ClickBank calculates Gravity for a product using a specific algorithm that measures the performance and popularity of the product based on the actions of affiliates. Here’s how the Gravity score is determined:
Gravity Calculation Breakdown:
- Unique Affiliates Making Sales:
- Gravity is based on the number of unique affiliates who have made at least one sale for the product in the past 12 weeks. The more affiliates promoting and successfully selling the product, the higher the Gravity score.

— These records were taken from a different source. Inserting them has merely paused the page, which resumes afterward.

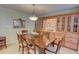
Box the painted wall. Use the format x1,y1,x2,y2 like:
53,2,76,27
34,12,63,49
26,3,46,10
42,7,79,16
0,7,34,44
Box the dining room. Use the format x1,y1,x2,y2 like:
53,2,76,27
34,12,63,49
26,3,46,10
0,4,79,54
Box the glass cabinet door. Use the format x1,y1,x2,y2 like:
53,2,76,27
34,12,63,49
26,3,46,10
67,16,71,32
57,17,60,31
73,16,78,32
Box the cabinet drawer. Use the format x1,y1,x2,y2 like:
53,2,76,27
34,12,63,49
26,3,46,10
64,41,77,50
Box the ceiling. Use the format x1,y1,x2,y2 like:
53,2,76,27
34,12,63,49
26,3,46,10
0,4,79,16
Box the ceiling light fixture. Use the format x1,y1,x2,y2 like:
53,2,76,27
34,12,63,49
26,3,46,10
29,4,38,21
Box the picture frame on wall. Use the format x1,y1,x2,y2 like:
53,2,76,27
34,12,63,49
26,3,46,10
13,18,26,28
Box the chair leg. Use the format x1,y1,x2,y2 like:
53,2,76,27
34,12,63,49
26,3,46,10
18,47,20,51
22,47,24,54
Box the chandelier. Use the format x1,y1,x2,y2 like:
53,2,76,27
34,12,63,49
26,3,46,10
29,4,38,21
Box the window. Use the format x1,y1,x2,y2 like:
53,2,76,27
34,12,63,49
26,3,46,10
67,16,71,32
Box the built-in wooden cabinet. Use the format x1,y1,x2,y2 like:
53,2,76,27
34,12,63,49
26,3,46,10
36,13,79,50
35,19,43,30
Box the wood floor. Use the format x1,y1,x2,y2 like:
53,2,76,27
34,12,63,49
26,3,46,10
0,43,79,54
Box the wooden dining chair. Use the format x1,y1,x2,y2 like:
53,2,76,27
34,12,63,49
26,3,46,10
46,34,64,54
17,34,28,54
21,30,28,34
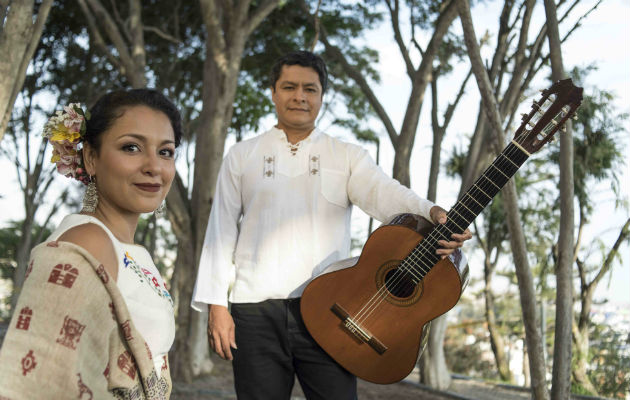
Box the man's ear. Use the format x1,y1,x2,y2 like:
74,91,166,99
81,142,97,176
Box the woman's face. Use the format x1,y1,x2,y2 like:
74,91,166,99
85,106,175,213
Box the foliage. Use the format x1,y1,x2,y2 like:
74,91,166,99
551,65,629,216
134,214,177,279
588,324,630,399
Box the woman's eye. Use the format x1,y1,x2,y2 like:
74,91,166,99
160,149,175,158
122,144,140,153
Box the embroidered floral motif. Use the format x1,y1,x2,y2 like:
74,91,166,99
122,320,133,341
22,350,37,376
77,374,94,400
24,260,35,281
123,252,173,306
57,315,85,350
263,156,276,178
308,154,319,175
15,307,33,331
96,264,109,284
48,264,79,289
118,350,136,379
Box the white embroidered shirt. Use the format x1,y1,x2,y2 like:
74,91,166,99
191,128,433,311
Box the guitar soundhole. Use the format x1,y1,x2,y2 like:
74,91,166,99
375,260,422,307
385,268,416,298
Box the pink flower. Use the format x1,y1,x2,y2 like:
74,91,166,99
63,104,83,132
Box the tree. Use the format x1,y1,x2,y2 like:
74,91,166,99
2,68,69,310
552,74,630,394
0,0,53,141
545,0,575,399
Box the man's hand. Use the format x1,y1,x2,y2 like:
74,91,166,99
208,304,236,360
429,206,472,258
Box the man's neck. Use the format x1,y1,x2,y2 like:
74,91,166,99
276,125,315,144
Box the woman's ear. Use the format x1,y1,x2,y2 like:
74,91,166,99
81,142,97,176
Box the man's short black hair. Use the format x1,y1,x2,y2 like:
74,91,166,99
271,50,328,94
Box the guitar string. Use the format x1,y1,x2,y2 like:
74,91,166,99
357,99,563,328
356,136,527,325
356,99,567,330
357,146,524,322
356,99,570,326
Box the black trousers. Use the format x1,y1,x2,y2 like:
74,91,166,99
231,299,357,400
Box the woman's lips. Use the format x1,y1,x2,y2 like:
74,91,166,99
135,183,162,192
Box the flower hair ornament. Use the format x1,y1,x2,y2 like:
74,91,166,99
43,103,91,185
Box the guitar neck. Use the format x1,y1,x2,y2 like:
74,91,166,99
403,142,529,280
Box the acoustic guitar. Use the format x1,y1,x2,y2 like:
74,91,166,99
300,79,582,383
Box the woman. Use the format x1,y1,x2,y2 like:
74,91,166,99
0,89,181,399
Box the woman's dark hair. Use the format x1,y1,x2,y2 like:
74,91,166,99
271,51,328,94
84,89,182,152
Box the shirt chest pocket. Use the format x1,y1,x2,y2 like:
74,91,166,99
321,168,349,208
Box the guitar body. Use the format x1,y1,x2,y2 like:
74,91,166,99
301,79,583,383
301,214,468,383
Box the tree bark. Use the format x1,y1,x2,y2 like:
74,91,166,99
172,0,280,382
458,0,549,400
544,0,575,399
483,253,512,382
0,0,53,141
572,213,630,394
78,0,147,88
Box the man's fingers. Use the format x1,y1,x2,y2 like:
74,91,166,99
211,332,226,360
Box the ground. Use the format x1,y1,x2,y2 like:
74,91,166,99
171,357,531,400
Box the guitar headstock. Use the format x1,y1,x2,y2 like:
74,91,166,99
514,79,583,154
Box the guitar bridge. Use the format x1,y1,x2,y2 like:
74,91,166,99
330,303,387,354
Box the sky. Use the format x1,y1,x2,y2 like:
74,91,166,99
320,0,630,306
0,0,630,306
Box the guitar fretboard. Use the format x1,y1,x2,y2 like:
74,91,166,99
401,143,529,284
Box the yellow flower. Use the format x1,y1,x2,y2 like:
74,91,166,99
49,123,81,143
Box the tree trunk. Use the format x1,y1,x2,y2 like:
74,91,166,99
458,0,549,400
483,256,512,382
420,315,452,390
167,0,280,382
0,0,53,141
544,0,576,399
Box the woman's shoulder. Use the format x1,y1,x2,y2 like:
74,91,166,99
57,223,118,280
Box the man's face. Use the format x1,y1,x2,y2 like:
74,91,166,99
271,65,322,133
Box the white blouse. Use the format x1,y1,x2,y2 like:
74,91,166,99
48,214,175,377
191,128,433,311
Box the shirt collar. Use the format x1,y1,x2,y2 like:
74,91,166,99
270,126,321,143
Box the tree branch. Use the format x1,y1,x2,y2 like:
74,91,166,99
83,0,135,82
143,25,182,44
247,0,280,36
385,0,416,79
77,0,125,74
321,27,398,148
588,218,630,287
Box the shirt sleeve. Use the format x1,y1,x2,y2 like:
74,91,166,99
191,148,242,311
348,145,435,222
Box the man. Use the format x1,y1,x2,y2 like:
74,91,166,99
192,51,471,400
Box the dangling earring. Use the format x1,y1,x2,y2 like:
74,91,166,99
81,175,98,213
153,201,166,218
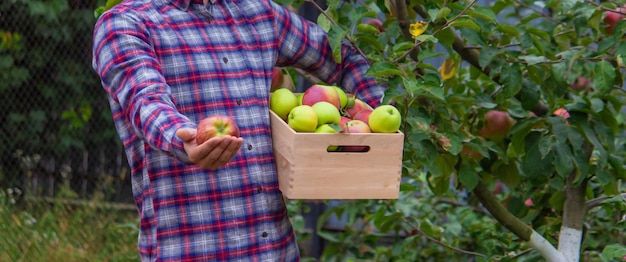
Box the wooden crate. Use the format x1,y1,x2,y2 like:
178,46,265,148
270,111,404,199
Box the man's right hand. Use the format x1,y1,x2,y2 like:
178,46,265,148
176,128,243,170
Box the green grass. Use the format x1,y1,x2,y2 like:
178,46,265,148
0,191,139,262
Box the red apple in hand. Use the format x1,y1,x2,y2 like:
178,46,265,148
196,115,239,144
480,110,515,140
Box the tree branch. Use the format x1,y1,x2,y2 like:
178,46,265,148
585,193,626,211
402,217,485,257
472,181,533,241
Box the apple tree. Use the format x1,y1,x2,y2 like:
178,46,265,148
280,0,626,261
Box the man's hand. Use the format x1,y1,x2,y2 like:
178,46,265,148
176,128,243,170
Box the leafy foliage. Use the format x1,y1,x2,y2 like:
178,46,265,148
306,0,626,261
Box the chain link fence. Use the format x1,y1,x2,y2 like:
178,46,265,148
0,0,132,205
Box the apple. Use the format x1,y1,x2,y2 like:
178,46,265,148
287,105,317,132
339,116,352,131
570,76,591,91
332,86,348,109
302,85,341,110
339,119,372,152
344,119,372,133
369,105,402,133
604,8,626,34
346,98,370,118
270,67,285,92
480,110,515,140
365,18,385,32
196,115,239,144
270,88,298,121
315,124,343,134
296,93,304,106
315,124,343,152
311,101,341,125
352,109,372,125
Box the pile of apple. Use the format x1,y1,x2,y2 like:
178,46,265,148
270,84,401,133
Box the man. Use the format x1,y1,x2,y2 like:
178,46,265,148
93,0,383,261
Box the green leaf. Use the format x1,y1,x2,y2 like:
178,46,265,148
450,17,480,31
522,132,552,183
519,55,548,65
415,34,439,43
496,24,520,37
467,6,496,22
593,61,616,93
493,162,522,188
478,46,500,68
317,14,333,32
602,244,626,261
507,118,541,157
548,191,565,211
459,164,480,191
498,64,523,99
554,143,574,177
367,61,404,77
538,136,558,159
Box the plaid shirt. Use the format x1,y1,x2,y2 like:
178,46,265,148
93,0,383,261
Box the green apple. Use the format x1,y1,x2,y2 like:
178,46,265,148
346,98,370,118
270,88,298,120
287,105,317,132
296,93,304,106
369,105,402,133
312,101,341,125
196,115,239,145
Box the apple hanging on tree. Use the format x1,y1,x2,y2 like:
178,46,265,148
604,7,626,35
480,110,515,141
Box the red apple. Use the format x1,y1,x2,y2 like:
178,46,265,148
346,98,370,118
604,8,626,34
196,115,239,144
343,119,372,133
339,119,372,152
365,18,385,32
480,110,515,140
302,85,341,110
352,109,372,125
270,67,285,92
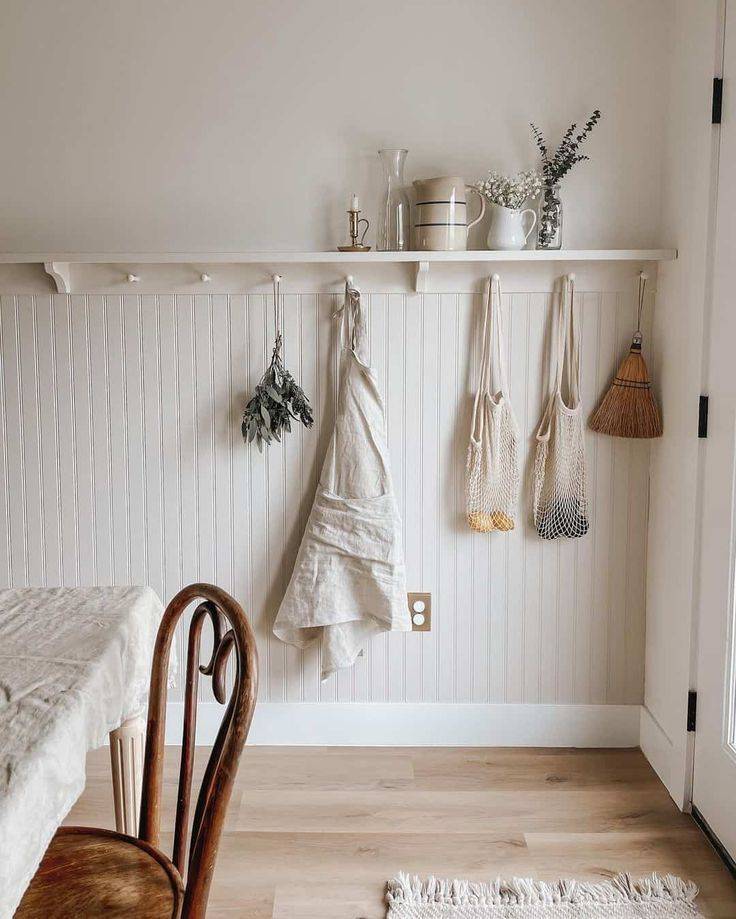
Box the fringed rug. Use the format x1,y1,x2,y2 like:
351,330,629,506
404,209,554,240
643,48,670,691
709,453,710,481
386,874,703,919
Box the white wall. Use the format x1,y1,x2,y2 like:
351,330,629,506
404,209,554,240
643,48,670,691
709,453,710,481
0,282,649,720
642,0,728,805
0,0,678,742
0,0,670,252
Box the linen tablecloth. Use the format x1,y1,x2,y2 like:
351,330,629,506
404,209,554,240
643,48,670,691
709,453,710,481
0,587,162,919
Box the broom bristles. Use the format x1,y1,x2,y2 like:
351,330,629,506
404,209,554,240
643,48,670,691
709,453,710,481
589,340,662,437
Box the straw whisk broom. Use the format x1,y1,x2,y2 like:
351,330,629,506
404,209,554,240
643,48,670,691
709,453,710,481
590,274,662,437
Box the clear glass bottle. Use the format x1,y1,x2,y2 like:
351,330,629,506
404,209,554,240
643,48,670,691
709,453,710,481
537,184,562,249
376,150,411,252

- The algorithm tracks each affiliate’s sales activity, counting only one sale per affiliate, which means that multiple sales by the same affiliate do not disproportionately increase the Gravity score.
- Frequency of Sales:
- Gravity also takes into account how frequently affiliates are making sales. A product that is consistently being sold by many affiliates will have a higher Gravity than one that is only occasionally sold by a few affiliates.
- The Gravity score increases as affiliates make more sales within the 12-week period.
- Decay of Older Sales:
- Recent sales are weighted more heavily in the Gravity calculation. The more recent a sale, the more it contributes to the Gravity score.
- Older sales (sales made further back within the 12-week window) contribute less to the score. This ensures that Gravity reflects current performance and trends.
- Impact of High-Selling Affiliates:
- If one affiliate makes many sales over a period of time, their activity will still contribute to the Gravity score, but the impact of one super-successful affiliate is limited. This prevents a single top performer from disproportionately increasing the score.
- The Gravity score is designed to reflect the number of successful affiliates rather than the total number of sales. So, a product with many affiliates making a few sales each will have a higher Gravity than one with a few affiliates making a large number of sales.
- Formula Adjustments:
- The formula ClickBank uses to calculate Gravity is proprietary and adjusts for decay over time, meaning sales made early in the 12-week period will have a smaller impact than sales made toward the end of that period.
- The formula penalizes any outliers, so very large sales by a single affiliate will not cause the Gravity score to spike artificially.
Key Takeaways on Gravity Calculation:
- Number of affiliates making sales in the last 12 weeks.
- Frequency of those sales and how recent they are.
- Diminishing returns for older sales (sales made further back in the 12-week window are less impactful).
- The focus is on affiliate success rather than total sales volume or individual affiliate performance.
Example:
If 100 different affiliates each make one sale of a product within a 12-week period, the Gravity will be higher than if only 5 affiliates make 100 sales each. Gravity reflects the number of unique affiliates making sales, which indicates that the product is widely promoted and has broad appeal.